The Magus rose. Silver took the opportunity to slip away under cover of an oaf the size of an elephant. This oaf, carrying six empty flagons of ale to be replenished, was so fat and vast that neither the Magus nor Abel Darkwater noticed Silver at all. In a flash she was back to where she had left Jack, sitting on a barrel. But Jack had gone outside, and was crouching behind a mooring stone, listening to Wedge and Mistress Split, waiting at oars in the sullen golden boat.

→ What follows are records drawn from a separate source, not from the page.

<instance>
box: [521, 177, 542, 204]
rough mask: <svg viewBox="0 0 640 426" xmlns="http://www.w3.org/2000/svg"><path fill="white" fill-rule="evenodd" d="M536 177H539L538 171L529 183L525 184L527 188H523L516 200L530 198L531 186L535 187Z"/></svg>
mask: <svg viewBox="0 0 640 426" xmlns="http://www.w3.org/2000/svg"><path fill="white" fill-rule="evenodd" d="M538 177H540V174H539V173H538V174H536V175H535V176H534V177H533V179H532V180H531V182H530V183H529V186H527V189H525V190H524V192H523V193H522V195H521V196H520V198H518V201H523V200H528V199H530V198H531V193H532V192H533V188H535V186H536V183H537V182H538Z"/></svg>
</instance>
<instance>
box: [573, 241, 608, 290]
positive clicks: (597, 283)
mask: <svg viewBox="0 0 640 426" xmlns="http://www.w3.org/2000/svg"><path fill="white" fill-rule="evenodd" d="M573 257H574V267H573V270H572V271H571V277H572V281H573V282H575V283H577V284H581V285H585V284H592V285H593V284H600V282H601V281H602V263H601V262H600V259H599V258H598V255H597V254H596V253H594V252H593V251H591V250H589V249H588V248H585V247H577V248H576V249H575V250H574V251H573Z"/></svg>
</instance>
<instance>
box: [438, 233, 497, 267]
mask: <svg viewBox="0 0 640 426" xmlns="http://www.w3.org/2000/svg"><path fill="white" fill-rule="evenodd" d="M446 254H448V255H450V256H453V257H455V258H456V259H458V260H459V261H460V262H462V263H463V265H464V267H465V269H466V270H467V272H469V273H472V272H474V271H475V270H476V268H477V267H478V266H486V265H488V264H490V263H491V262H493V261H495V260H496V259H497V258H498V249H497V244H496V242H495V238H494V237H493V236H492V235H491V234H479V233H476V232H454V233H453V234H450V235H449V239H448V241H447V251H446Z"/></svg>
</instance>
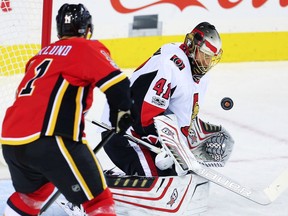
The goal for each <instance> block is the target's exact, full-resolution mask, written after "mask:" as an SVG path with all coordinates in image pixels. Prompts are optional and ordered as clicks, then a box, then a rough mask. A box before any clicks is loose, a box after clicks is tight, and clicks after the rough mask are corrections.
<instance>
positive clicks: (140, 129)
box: [64, 22, 234, 216]
mask: <svg viewBox="0 0 288 216" xmlns="http://www.w3.org/2000/svg"><path fill="white" fill-rule="evenodd" d="M221 55H222V44H221V39H220V36H219V34H218V32H217V30H216V28H215V27H214V26H213V25H211V24H210V23H208V22H202V23H199V24H198V25H197V26H196V27H195V28H194V29H193V30H192V31H191V32H190V33H188V34H187V35H186V36H185V40H184V42H183V43H169V44H165V45H163V46H162V47H161V48H159V49H158V50H157V51H156V52H155V53H154V54H153V55H152V56H151V57H150V58H149V59H148V60H147V61H146V62H145V63H143V64H142V65H141V66H140V67H139V68H137V69H136V70H135V71H134V72H133V74H132V76H131V77H130V82H131V84H130V86H131V95H132V98H133V100H134V109H133V110H132V114H133V116H134V118H135V123H134V124H133V126H132V127H131V128H129V129H128V130H127V134H128V135H129V137H132V139H128V138H127V136H125V135H124V136H123V134H115V135H114V136H113V138H111V139H110V141H109V142H108V143H107V144H106V145H105V146H104V149H105V152H106V153H107V155H108V156H109V158H110V159H111V161H112V162H113V163H114V164H115V167H117V168H118V169H120V170H121V172H122V174H120V175H119V173H115V172H114V170H108V171H107V172H106V180H107V183H108V186H109V187H110V188H111V191H112V193H113V198H114V200H115V202H116V211H117V214H118V215H125V216H126V215H161V216H163V215H199V214H200V213H201V212H204V211H205V210H206V208H207V200H208V192H209V190H208V188H209V182H208V181H207V180H206V179H204V178H201V177H200V176H199V175H196V174H195V173H194V172H191V168H193V167H195V166H196V167H197V164H201V165H205V166H207V167H221V166H224V165H225V163H226V162H227V160H228V158H229V156H230V154H231V152H232V149H233V144H234V141H233V139H232V137H231V136H230V134H229V133H228V132H227V130H226V129H225V128H224V127H222V126H216V125H212V124H210V123H206V122H204V121H202V120H201V119H200V118H199V117H198V116H199V115H198V113H199V107H200V105H201V103H202V101H203V97H204V94H205V91H206V88H207V82H208V78H207V75H206V73H207V72H208V71H209V70H210V69H211V68H212V67H213V66H214V65H216V64H217V63H218V62H219V60H220V58H221ZM204 75H205V76H204ZM104 110H105V111H106V112H108V109H106V108H105V109H104ZM109 112H110V118H115V115H116V114H117V113H118V111H117V110H109ZM103 116H109V115H105V114H104V115H103ZM113 116H114V117H113ZM103 122H105V123H109V120H108V119H105V118H103ZM111 122H112V121H111ZM112 127H115V126H114V125H112ZM103 137H105V133H103ZM133 138H134V139H133ZM139 140H140V141H139ZM64 205H65V203H64ZM66 206H68V204H67V203H66ZM70 207H71V206H70ZM72 207H73V206H72Z"/></svg>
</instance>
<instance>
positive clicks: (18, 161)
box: [1, 4, 132, 216]
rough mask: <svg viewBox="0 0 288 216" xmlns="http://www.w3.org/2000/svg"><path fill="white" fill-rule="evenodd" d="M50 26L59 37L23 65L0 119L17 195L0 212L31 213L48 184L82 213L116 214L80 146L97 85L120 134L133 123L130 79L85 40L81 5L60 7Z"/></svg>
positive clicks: (100, 48)
mask: <svg viewBox="0 0 288 216" xmlns="http://www.w3.org/2000/svg"><path fill="white" fill-rule="evenodd" d="M56 22H57V32H58V37H59V40H58V41H56V42H55V43H52V44H50V45H48V46H46V47H44V48H43V49H42V50H41V51H40V52H39V53H38V54H37V55H35V56H34V57H33V58H31V59H30V60H29V62H28V63H27V65H26V72H25V76H24V78H23V79H22V81H21V83H20V84H19V86H18V89H17V94H16V99H15V101H14V103H13V105H12V106H11V107H9V108H8V109H7V111H6V115H5V118H4V121H3V125H2V134H1V144H2V145H3V155H4V158H5V160H6V162H7V164H8V166H9V170H10V174H11V178H12V182H13V186H14V188H15V191H16V192H15V193H13V194H12V195H11V196H10V197H9V199H8V201H7V206H6V209H5V215H6V216H11V215H13V216H14V215H38V214H39V211H40V208H41V206H42V204H43V203H44V202H45V200H46V199H47V198H48V197H49V196H50V195H51V193H52V192H53V190H54V186H56V187H57V188H58V189H59V190H60V192H61V193H62V194H63V195H64V196H65V197H66V198H67V200H69V201H70V202H73V203H75V204H82V205H83V207H84V209H85V211H86V213H87V215H89V216H92V215H107V216H108V215H111V216H112V215H116V214H115V210H114V201H113V199H112V195H111V193H110V190H109V188H108V187H107V185H106V182H105V178H104V176H103V173H102V170H101V168H100V166H99V163H98V161H97V159H96V157H95V155H94V154H93V152H92V151H91V149H90V148H89V146H88V145H87V140H86V138H85V133H84V128H85V126H84V114H85V113H86V112H87V111H88V110H89V108H90V107H91V105H92V102H93V88H94V87H98V88H99V89H100V90H101V91H102V92H104V93H105V94H106V97H107V100H108V103H109V105H110V121H111V124H112V125H113V126H114V127H116V128H117V127H118V128H119V127H120V128H119V129H120V130H122V131H126V130H127V128H128V127H129V126H130V122H131V121H132V118H131V117H130V114H129V113H130V111H129V110H130V108H131V104H132V101H131V98H130V88H129V85H130V82H129V79H128V78H127V77H126V75H125V74H124V73H122V72H121V71H120V69H119V68H118V67H117V66H116V65H115V63H114V62H113V60H112V59H111V58H110V53H109V50H108V49H107V48H106V47H105V46H104V45H103V44H102V43H100V42H99V41H97V40H90V37H91V35H92V32H93V25H92V18H91V15H90V13H89V11H88V10H87V9H86V8H85V7H84V5H82V4H78V5H76V4H64V5H63V6H62V7H61V8H60V9H59V11H58V15H57V17H56ZM96 102H97V101H96ZM119 113H121V116H120V115H118V114H119Z"/></svg>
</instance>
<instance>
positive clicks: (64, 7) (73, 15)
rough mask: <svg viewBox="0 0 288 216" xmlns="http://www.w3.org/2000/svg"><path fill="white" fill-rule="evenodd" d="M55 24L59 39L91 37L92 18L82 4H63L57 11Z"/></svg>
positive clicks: (92, 27) (92, 25) (92, 28)
mask: <svg viewBox="0 0 288 216" xmlns="http://www.w3.org/2000/svg"><path fill="white" fill-rule="evenodd" d="M56 22H57V33H58V37H59V38H61V37H63V36H77V37H81V36H84V37H85V38H88V39H90V38H91V36H92V33H93V24H92V16H91V15H90V13H89V11H88V10H87V9H86V8H85V6H84V5H83V4H78V5H77V4H64V5H63V6H62V7H61V8H60V9H59V11H58V15H57V16H56ZM89 30H90V31H89Z"/></svg>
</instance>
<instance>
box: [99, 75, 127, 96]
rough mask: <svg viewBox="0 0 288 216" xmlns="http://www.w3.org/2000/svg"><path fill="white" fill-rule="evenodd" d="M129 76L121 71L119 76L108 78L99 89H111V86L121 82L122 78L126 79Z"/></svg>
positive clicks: (112, 85)
mask: <svg viewBox="0 0 288 216" xmlns="http://www.w3.org/2000/svg"><path fill="white" fill-rule="evenodd" d="M126 78H127V76H126V75H125V74H124V73H120V74H118V75H117V76H114V77H113V78H112V79H109V80H107V81H106V82H105V83H103V84H102V85H101V86H100V87H99V89H100V90H101V91H102V92H105V91H106V90H107V89H109V88H110V87H111V86H113V85H115V84H117V83H119V82H121V81H122V80H124V79H126Z"/></svg>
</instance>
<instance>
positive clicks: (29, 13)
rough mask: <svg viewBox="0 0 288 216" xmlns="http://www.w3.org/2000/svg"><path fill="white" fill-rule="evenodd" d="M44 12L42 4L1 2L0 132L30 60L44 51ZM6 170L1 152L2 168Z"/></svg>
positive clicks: (16, 2) (12, 0)
mask: <svg viewBox="0 0 288 216" xmlns="http://www.w3.org/2000/svg"><path fill="white" fill-rule="evenodd" d="M42 11H43V1H42V0H37V1H36V0H1V10H0V29H1V34H0V53H1V54H0V123H1V124H0V129H1V125H2V120H3V117H4V114H5V111H6V109H7V107H8V106H9V105H11V104H12V102H13V99H14V97H15V91H16V88H17V86H18V84H19V82H20V80H21V78H22V77H23V74H24V70H25V64H26V62H27V60H28V59H29V58H30V57H32V56H33V55H35V54H36V53H37V52H38V51H39V49H40V48H41V40H42V36H41V34H42ZM28 124H29V123H28V122H27V125H28ZM0 146H1V145H0ZM4 166H5V162H4V159H3V156H2V151H1V154H0V168H3V167H4Z"/></svg>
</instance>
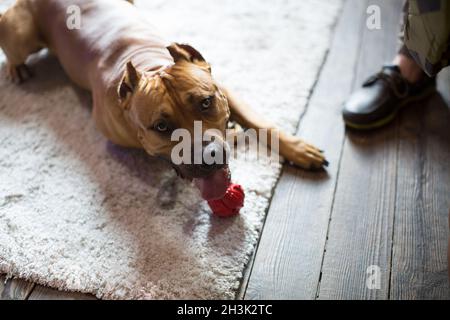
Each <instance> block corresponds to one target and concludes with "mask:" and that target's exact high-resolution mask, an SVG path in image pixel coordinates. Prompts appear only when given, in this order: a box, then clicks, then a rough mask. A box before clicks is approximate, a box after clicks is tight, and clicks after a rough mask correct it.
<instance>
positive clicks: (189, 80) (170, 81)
mask: <svg viewBox="0 0 450 320" xmlns="http://www.w3.org/2000/svg"><path fill="white" fill-rule="evenodd" d="M162 78H163V80H164V83H165V84H166V87H167V89H168V93H169V94H170V96H171V97H172V99H174V100H175V101H176V102H177V103H179V104H183V103H184V102H185V101H183V100H184V99H185V98H186V96H187V95H190V94H194V95H197V96H202V95H209V94H211V93H213V92H214V88H215V85H214V82H213V81H212V78H211V75H210V73H209V72H207V71H206V70H204V69H203V68H200V67H198V66H195V65H193V64H179V65H178V64H176V65H174V66H172V67H171V68H169V69H168V70H167V72H166V74H165V75H163V76H162Z"/></svg>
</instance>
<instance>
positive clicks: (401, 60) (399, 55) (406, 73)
mask: <svg viewBox="0 0 450 320" xmlns="http://www.w3.org/2000/svg"><path fill="white" fill-rule="evenodd" d="M392 64H393V65H396V66H398V67H399V69H400V73H401V75H402V76H403V78H405V79H406V80H407V81H408V82H410V83H417V82H419V81H420V80H422V79H423V78H424V77H425V76H426V75H425V73H424V72H423V71H422V68H421V67H420V66H419V65H418V64H417V63H416V61H414V59H413V58H412V57H411V56H410V55H405V54H404V53H403V52H399V53H398V54H397V55H396V56H395V58H394V60H393V61H392Z"/></svg>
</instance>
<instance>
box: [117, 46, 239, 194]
mask: <svg viewBox="0 0 450 320" xmlns="http://www.w3.org/2000/svg"><path fill="white" fill-rule="evenodd" d="M167 49H168V51H169V52H170V55H171V56H172V58H173V60H174V62H175V63H174V64H173V65H172V66H170V67H168V68H167V69H165V70H163V71H161V72H159V73H157V74H152V75H151V76H150V75H147V74H145V73H141V72H139V71H138V70H136V68H135V67H134V66H133V64H132V63H131V62H129V63H128V64H127V68H126V71H125V74H124V76H123V78H122V81H121V83H120V84H119V87H118V95H119V98H120V100H121V101H123V102H124V103H122V104H123V105H124V107H125V108H126V109H127V111H128V117H129V119H130V121H132V122H133V126H135V127H136V128H137V134H138V139H139V141H140V142H141V144H142V146H143V147H144V149H145V150H146V151H147V152H148V153H149V154H150V155H153V156H157V157H160V158H163V159H166V160H168V161H170V162H171V163H172V165H173V166H174V168H175V169H176V171H177V173H178V174H179V175H181V176H182V177H184V178H188V179H192V178H195V179H196V182H197V184H198V185H199V187H200V189H201V191H202V193H203V196H204V197H205V198H214V197H220V196H221V195H222V194H223V193H224V192H225V189H226V188H225V187H226V185H228V182H229V171H228V166H227V164H226V162H227V161H226V157H227V154H226V149H227V144H226V141H225V130H226V126H227V122H228V119H229V115H230V111H229V108H228V101H227V98H226V96H225V95H224V94H223V92H221V90H220V88H219V86H218V85H217V84H216V82H215V81H214V79H213V77H212V75H211V67H210V65H209V64H208V63H207V62H206V61H205V59H204V58H203V57H202V55H201V54H200V53H199V52H198V51H197V50H195V49H194V48H192V47H191V46H189V45H181V44H172V45H170V46H169V47H168V48H167ZM199 124H201V128H200V127H199ZM173 138H177V139H173ZM178 139H179V140H178ZM199 139H200V140H199ZM181 141H182V142H183V144H180V142H181ZM180 160H181V163H180Z"/></svg>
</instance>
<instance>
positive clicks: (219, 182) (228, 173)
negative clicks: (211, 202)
mask: <svg viewBox="0 0 450 320" xmlns="http://www.w3.org/2000/svg"><path fill="white" fill-rule="evenodd" d="M230 182H231V173H230V169H229V168H228V166H225V167H223V168H221V169H219V170H216V171H214V172H213V173H212V174H210V175H208V176H206V177H202V178H194V183H195V185H196V186H197V188H198V189H199V190H200V193H201V195H202V198H203V199H205V200H207V201H209V200H215V199H221V198H223V197H224V195H225V193H226V192H227V188H228V186H229V185H230Z"/></svg>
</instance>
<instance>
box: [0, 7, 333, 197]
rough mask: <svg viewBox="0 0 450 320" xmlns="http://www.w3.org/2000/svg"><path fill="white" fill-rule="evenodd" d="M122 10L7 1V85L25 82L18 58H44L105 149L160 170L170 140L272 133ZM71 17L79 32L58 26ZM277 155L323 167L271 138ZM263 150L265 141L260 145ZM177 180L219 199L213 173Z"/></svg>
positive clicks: (281, 140)
mask: <svg viewBox="0 0 450 320" xmlns="http://www.w3.org/2000/svg"><path fill="white" fill-rule="evenodd" d="M130 2H131V3H132V1H128V2H127V1H125V0H17V1H16V3H15V4H14V5H13V6H12V7H11V8H10V9H8V10H7V11H6V12H5V13H4V14H3V15H2V16H0V46H1V47H2V49H3V51H4V52H5V55H6V57H7V71H8V75H9V77H10V78H11V79H12V80H13V81H18V82H21V81H23V80H25V79H26V78H27V77H29V76H30V72H29V70H28V68H27V67H26V65H25V62H26V60H27V57H28V56H29V55H30V54H32V53H34V52H36V51H38V50H40V49H42V48H45V47H47V48H49V49H50V50H51V51H52V52H53V53H54V54H56V56H57V57H58V59H59V61H60V63H61V65H62V66H63V68H64V70H65V71H66V72H67V74H68V75H69V77H70V78H71V79H72V80H73V81H74V82H75V83H77V84H78V85H79V86H81V87H83V88H85V89H87V90H90V91H91V92H92V95H93V102H94V103H93V104H94V106H93V116H94V120H95V123H96V125H97V127H98V128H99V130H100V131H102V132H103V134H104V135H105V136H106V137H108V138H109V139H110V140H112V141H113V142H115V143H117V144H119V145H122V146H129V147H138V148H144V149H145V150H146V151H147V152H148V153H149V154H150V155H153V156H158V157H161V158H164V159H166V160H169V161H170V159H171V151H172V148H173V147H174V144H176V142H173V141H171V132H172V131H173V130H174V129H176V128H185V129H187V130H188V131H189V132H193V130H194V129H193V128H194V121H196V120H198V121H202V127H203V128H202V129H203V131H206V130H208V129H217V130H218V132H219V133H218V134H217V135H216V136H215V137H214V139H213V140H214V142H211V143H210V144H208V145H206V146H205V148H206V147H208V148H212V149H213V151H214V149H215V148H216V149H217V151H221V150H219V149H218V148H221V147H219V146H220V145H221V144H218V143H217V142H218V141H220V140H223V139H224V134H225V129H226V125H227V122H228V120H229V118H230V116H231V118H232V119H233V120H235V121H236V122H238V123H239V124H241V125H242V126H243V127H246V128H253V129H255V130H258V129H261V128H266V129H269V136H270V134H273V133H274V132H275V130H276V129H275V127H274V126H273V125H271V124H270V123H267V122H266V121H264V120H263V119H261V118H260V117H259V116H257V115H256V114H255V113H254V112H253V111H252V110H251V109H250V108H249V107H248V106H247V105H245V104H244V103H242V102H241V101H239V100H238V99H237V98H236V97H234V96H233V95H232V94H231V93H230V92H229V91H228V90H226V89H225V88H223V87H222V86H221V85H220V84H218V83H216V82H215V81H214V80H213V78H212V76H211V69H210V67H209V64H208V63H207V62H206V61H205V59H204V58H203V57H202V55H201V54H200V53H199V52H197V51H196V50H195V49H194V48H192V47H191V46H188V45H179V44H172V45H170V46H167V44H166V43H165V41H163V39H161V38H160V37H159V36H158V34H157V33H156V31H155V29H154V28H153V27H152V26H151V25H150V24H149V23H148V22H147V20H146V19H145V18H144V17H142V16H141V15H140V14H139V12H138V10H136V9H135V7H134V6H133V5H132V4H131V3H130ZM73 5H76V6H78V8H80V9H81V18H82V27H81V28H79V29H71V28H69V27H68V25H67V19H68V14H67V10H68V8H69V7H70V6H73ZM279 138H280V139H279V147H280V154H281V155H282V156H283V157H285V158H286V159H287V160H288V161H291V162H292V163H294V164H296V165H299V166H301V167H304V168H306V169H313V168H320V167H322V166H323V165H327V162H326V160H325V159H324V157H323V155H322V152H321V151H320V150H318V149H316V148H315V147H313V146H311V145H309V144H307V143H305V142H303V141H302V140H300V139H299V138H296V137H293V136H290V135H287V134H284V133H280V134H279ZM267 140H269V141H270V140H271V139H270V137H269V139H267ZM174 167H175V168H176V170H177V172H178V173H179V174H181V175H182V176H184V177H186V178H198V180H200V182H202V183H200V184H199V185H201V189H202V191H203V196H204V197H205V198H214V197H220V196H221V194H223V192H224V186H226V185H227V182H228V181H227V178H228V175H227V174H226V173H224V172H226V166H224V165H223V164H212V165H211V164H209V165H207V164H204V163H202V164H185V165H183V164H182V165H176V166H174Z"/></svg>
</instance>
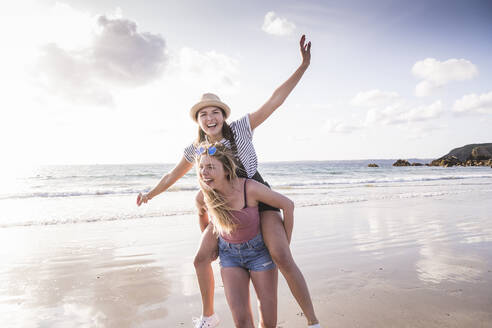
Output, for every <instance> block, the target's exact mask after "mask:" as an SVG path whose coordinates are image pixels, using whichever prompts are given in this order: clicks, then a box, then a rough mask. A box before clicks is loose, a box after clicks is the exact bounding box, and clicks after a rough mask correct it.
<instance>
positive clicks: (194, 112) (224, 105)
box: [190, 100, 231, 122]
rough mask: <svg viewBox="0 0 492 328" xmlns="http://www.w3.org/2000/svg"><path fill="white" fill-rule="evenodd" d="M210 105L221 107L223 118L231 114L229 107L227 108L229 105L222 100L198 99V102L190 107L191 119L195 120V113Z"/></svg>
mask: <svg viewBox="0 0 492 328" xmlns="http://www.w3.org/2000/svg"><path fill="white" fill-rule="evenodd" d="M210 106H214V107H219V108H220V109H222V110H223V111H224V113H225V117H224V119H227V118H228V117H229V115H230V114H231V109H230V108H229V106H227V105H226V104H224V103H223V102H222V101H217V100H206V101H200V102H199V103H197V104H195V106H193V107H191V109H190V116H191V119H192V120H193V121H195V122H197V119H196V113H198V111H199V110H200V109H202V108H205V107H210Z"/></svg>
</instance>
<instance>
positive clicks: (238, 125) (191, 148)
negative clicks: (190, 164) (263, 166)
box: [183, 114, 258, 178]
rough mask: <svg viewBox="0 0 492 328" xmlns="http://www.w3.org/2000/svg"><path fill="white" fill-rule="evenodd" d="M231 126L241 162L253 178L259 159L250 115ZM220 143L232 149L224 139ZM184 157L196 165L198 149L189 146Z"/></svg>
mask: <svg viewBox="0 0 492 328" xmlns="http://www.w3.org/2000/svg"><path fill="white" fill-rule="evenodd" d="M229 126H230V127H231V130H232V133H233V134H234V140H235V141H236V146H237V153H238V157H239V160H240V161H241V163H243V166H244V169H245V170H246V173H247V175H248V178H251V177H253V175H254V174H255V173H256V170H257V168H258V159H257V157H256V151H255V148H254V147H253V131H252V130H251V125H250V123H249V114H246V115H245V116H243V117H241V118H240V119H239V120H237V121H234V122H231V123H230V124H229ZM220 142H221V143H222V144H224V146H226V147H227V148H229V149H230V148H231V143H230V141H229V140H227V139H225V138H224V139H222V140H221V141H220ZM183 155H184V157H185V158H186V160H187V161H188V162H190V163H195V158H196V147H195V146H194V145H193V144H191V145H189V146H188V147H186V148H185V149H184V154H183Z"/></svg>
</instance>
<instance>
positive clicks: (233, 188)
mask: <svg viewBox="0 0 492 328" xmlns="http://www.w3.org/2000/svg"><path fill="white" fill-rule="evenodd" d="M238 182H239V178H235V179H232V180H227V179H225V180H224V182H223V183H222V184H221V185H220V186H216V187H215V191H217V192H218V193H219V194H221V195H222V196H224V197H226V198H227V197H228V196H231V195H232V194H233V193H234V191H235V189H236V186H237V185H238Z"/></svg>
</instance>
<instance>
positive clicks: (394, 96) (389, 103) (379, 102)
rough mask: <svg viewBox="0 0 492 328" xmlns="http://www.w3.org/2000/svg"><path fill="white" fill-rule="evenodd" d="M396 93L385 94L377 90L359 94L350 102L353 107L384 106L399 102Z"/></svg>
mask: <svg viewBox="0 0 492 328" xmlns="http://www.w3.org/2000/svg"><path fill="white" fill-rule="evenodd" d="M399 99H400V96H399V95H398V93H396V92H385V91H380V90H377V89H374V90H369V91H365V92H359V93H358V94H357V95H356V96H355V97H354V98H353V99H352V100H351V102H350V104H351V105H354V106H361V107H375V106H384V105H387V104H390V103H393V102H395V101H396V100H399Z"/></svg>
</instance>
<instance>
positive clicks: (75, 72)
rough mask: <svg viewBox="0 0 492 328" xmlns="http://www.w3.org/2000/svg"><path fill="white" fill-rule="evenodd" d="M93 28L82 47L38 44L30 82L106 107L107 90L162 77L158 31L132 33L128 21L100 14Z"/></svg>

‘Thing won’t hatch!’ said Wedge. ‘If I could hatch it, I could take all his power, all his money, all his golden city, but the thing won’t hatch. Had every hen in London sit on it, but hatch it will not.’

‘I don’t care one tittle!’ snarled Mistress Split. ‘What wouldn’t I give of gold and jewels to see my beautiful Boojie again. Mine mine mine! Gone gone gone!’

‘Shut up!’ shouted Wedge. ‘I hated that dog, all four legs and fur and two eyes and whole. We doesn’t do wholes, we does halves, as well you know!’

‘Mine mine mine,’ moaned Mistress Split, ‘and the Magus forcing us to work all day and all night, and all hollow it is to me now, even when this city is paved with gold and we gets a golden house with a golden front door.’

‘There will be no golden house or golden front door,’ said Wedge. ‘He’ll shove us back in a bottle and drown us. If you won’t help me with the hatching of the Egg, and join me in halves by rights, then I’ll save myself and let you drown.’

‘Give me the Egg!’ cried Mistress Split. ‘I’ll take it to Mother Midnight – she won’t speak to you, as she speaks only to women and children and never to men.’

‘She’s a stupid old woman,’ said Wedge.

‘She has power,’ said Mistress Split, ‘and well may she have the hen that can hatch the Egg.’

And privately Mistress Split was thinking that if she could only get away from Wedge for an hour, she could find her beloved Boojie dog.

Jack heard – and thought that if he needed to find the Magus, all he had to do was follow Mistress Split when she left Mother Midnight.

Then he shrank back, for the Magus himself was coming towards the boat.